2-Hz. Peygamber'in bazı üstün özelliklerine yer vermesi

Ahmed Yesevî, eserinde Hz. Peygamber'i farklı kılan bazı üstün vasıflarına yer verir:

a)Hz. Muhammed'in garip, fakir ve yetimlerin halini sorup gözetmesi:

Dîvân-ı Hikmet'in 1. Hikmetinde;

"Garip, fakir, yetimleri Rasûl sordu, O gece Mirac'a çıkıp Hakk cemalini gördü, Geri gelip indiğinde fakirlerin halini sordu, Gariplerin izini arayıp indim ben işte. Ümmet olsan, gariplere uyar ol (...) Medine'ye Rasûl varıp oldu garip Gariplikte sıkıntı çekip oldu sevgili Cefa çekip Yaradan'a oldu yakın Garip olup menzillerden geçtim ben işte. Akıllı isen, gariplerin gönlünü avla, Mustafa gibi ili gezip yetim ara."

36. Hikmette de şöyle dile getirir:

"Rasûl önüne bir yetim gelmiştir, Garip ve müptelâyım deyip söylemiştir. Rahim eyledi Rasûl onun haline; dileğini onun verdi eline. Rasûl dedi ona: "Ben de yetimim; Yetimlikte, gariplikte yetişmişim." Muhammed dediler: "Her kim yetimdir, Biliniz, o benim has ümmetimdir."

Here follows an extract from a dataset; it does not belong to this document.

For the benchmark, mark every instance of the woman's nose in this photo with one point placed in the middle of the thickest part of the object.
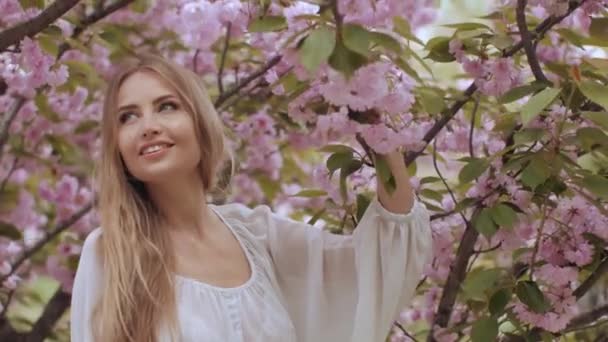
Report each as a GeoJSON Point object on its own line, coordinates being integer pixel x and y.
{"type": "Point", "coordinates": [150, 126]}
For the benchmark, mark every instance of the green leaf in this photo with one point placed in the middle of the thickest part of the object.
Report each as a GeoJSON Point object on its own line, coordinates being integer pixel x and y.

Yetimi görseniz, incitmeyiniz; Garibi görseniz, dağ etmeyiniz. Yetimler bu cihanda ezilmiştir Gariplerin işi zordur.. Gariplerin işi daima riyazettir Diri değil, garip ölü gibidir. Allah'a garipler bellidir, Garibi sabah akşam sormuştur.

Bu beyitlerde Hz. Peygamber'in yetim, garip, yoksul ve mazlumlara kucak açan, onlara yardım eden ve yanında olan birisi olduğu ve bu vasıflarından bahsedilmektedir.

b) Hz. Muhammed'in ümmetine olan şefkati, şefaati ve günahkâr, asi ümmeti için çektiği sıkıntı:

Dîvân-ı Hikmet'te Hz. Muhammed ile ilgili olarak en çok işlenen konu; O'nun ümmetine karşı o eşsiz şefkati ve düşkünlüğüdür.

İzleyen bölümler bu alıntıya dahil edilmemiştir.